# VIP222 goes to screen about upgrade



## andyk45 (Jan 30, 2008)

I got the 222 about 2 weeks ago and I notice pretty often it goes to the screen that say something about this channel available for immediate upgrade like I do not subscribe to it. I turn the 222 on and off and everything returns to normal. I have a series2 tivo hooked up to it and am not sure why that would effect it as it is in the svideo input and even the feed I have going to HDMI also goes to this screen. The unit looks real good other than this, anyone else having this and any fix for it? Thanks


----------



## andyk45 (Jan 30, 2008)

andyk45 said:


> I got the 222 about 2 weeks ago and I notice pretty often it goes to the screen that say something about this channel available for immediate upgrade like I do not subscribe to it. I turn the 222 on and off and everything returns to normal. I have a series2 tivo hooked up to it and am not sure why that would effect it as it is in the svideo input and even the feed I have going to HDMI also goes to this screen. The unit looks real good other than this, anyone else having this and any fix for it? Thanks


Anyone else have this is this the inactivity screen I read about? I have set a vcr timer on the 222 but I still get this screen and have missed some tivo recordings because of it. Any fix other than what I have tried? Thanks.


----------



## Jason Nipp (Jun 10, 2004)

Are you scrolling through channels when this occurs? Please give more details surround the events happening prior to this occuring.
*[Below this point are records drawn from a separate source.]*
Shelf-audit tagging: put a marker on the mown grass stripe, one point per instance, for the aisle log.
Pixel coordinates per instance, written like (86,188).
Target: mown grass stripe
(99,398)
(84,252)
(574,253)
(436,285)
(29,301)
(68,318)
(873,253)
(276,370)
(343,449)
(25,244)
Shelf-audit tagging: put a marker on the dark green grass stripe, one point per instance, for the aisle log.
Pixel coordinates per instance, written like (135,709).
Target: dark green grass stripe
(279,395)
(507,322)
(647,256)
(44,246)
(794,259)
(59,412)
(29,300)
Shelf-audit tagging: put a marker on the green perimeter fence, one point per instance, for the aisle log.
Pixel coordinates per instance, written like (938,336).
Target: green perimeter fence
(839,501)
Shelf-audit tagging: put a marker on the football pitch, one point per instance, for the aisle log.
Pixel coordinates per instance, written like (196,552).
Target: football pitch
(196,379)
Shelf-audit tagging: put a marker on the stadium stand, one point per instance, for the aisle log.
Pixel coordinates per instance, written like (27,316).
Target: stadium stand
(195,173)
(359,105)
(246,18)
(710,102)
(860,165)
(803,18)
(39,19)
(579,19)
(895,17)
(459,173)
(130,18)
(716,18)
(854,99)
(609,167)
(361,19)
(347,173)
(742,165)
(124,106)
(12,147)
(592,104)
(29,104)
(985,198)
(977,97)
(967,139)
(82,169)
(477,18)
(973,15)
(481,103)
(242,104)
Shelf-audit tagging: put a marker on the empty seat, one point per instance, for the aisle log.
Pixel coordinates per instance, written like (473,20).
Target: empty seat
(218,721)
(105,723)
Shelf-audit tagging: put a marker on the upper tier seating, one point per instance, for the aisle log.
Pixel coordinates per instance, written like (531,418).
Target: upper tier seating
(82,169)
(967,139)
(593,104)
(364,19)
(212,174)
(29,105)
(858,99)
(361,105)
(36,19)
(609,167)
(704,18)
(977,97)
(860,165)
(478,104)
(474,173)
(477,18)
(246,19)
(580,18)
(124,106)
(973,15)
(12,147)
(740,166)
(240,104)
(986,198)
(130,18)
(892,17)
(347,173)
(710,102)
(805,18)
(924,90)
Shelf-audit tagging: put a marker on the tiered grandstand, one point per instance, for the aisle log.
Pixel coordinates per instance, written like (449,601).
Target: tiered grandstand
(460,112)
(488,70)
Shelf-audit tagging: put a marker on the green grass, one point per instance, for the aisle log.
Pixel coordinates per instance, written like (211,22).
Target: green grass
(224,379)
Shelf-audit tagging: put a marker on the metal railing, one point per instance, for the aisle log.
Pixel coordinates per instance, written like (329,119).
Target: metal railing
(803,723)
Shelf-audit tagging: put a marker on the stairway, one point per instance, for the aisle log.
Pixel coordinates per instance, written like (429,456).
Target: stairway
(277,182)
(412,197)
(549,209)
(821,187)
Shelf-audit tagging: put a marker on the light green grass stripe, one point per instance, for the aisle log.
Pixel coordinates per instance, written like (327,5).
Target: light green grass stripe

No this is not the inactivity timeout issue.


----------



## andyk45 (Jan 30, 2008)

Jason Nipp said:


> Are you scrolling through channels when this occurs? Please give more details surround the events happening prior to this occuring.
> 
> No this is not the inactivity timeout issue.


This usually happens when the box has been left on with no channel changes ect for an extended time. After I turn it on and off everything is ok. Thanks


----------